Hingga suatu hari, tepatnya saat saya kelas 2 SMP, saya mengikuti sebuah kajian motivasi. Saat itu, sang pembicara berkata bahwa di dunia ini ada sepuluh ribu buku terbit tiap harinya. Saya lantas ditanya, berapa buku yang sudah saya baca sejak saya bisa membaca hingga saya berusia 14 tahun? Jika kita hitung dengan seksama, berapa milyar atau trilyun buku yang pernah terbit di dunia ini yang belum kita baca?

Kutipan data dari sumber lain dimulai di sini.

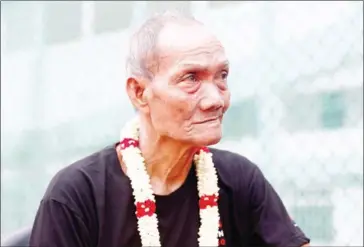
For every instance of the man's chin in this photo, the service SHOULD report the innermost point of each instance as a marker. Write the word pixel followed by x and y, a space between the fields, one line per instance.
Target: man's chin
pixel 207 140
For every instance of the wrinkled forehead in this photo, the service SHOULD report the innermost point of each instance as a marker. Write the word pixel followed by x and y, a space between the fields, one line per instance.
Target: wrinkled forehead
pixel 189 44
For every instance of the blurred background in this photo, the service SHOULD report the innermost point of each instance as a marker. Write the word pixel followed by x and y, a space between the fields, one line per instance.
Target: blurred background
pixel 297 98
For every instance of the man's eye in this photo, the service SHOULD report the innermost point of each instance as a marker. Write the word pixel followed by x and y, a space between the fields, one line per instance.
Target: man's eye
pixel 191 77
pixel 224 75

Sepulangnya dari acara tersebut, entah kenapa, saya jadi keranjingan membaca buku. Saya jadi sangat nerd terhadap buku. Sejak kelas 2 SMP hingga SMA, barangkali saya nyaris membaca 1 judul buku per 2 hari. Di usia saya yang masih sangat belia itu, saya kemudian berkenalan dengan berbagai jenis pemikiran intelektual. Hingga saya pun bersentuhan dengan buku-buku yang dinilai “liberal”. Saya sudah membaca buku Madilog karya Tan Malaka dan buku-buku “liberal” Nurcholis Madjid sejak SMP. Di samping itu saya juga bersentuhan dengan buku-buku filsafat barat dan tasawuf. Saya sudah mengenal siapa Socrates, Plato, Aristoteles, Rene Descartes, Karl Marx, Nietzsche dan filsuf-filsuf barat lainnya. Waktu SMA saya belum terlalu banyak bersentuhan dengan filsafat Postmodernism dan tokoh-tokohnya seperti Derrida, Lacan, Foucault dan teman-temannya. Namun saya sudah tahu secara sepintas. Maklum saja, tahun 2000an di Tegal sepertinya belum banyak buku-buku Posmo.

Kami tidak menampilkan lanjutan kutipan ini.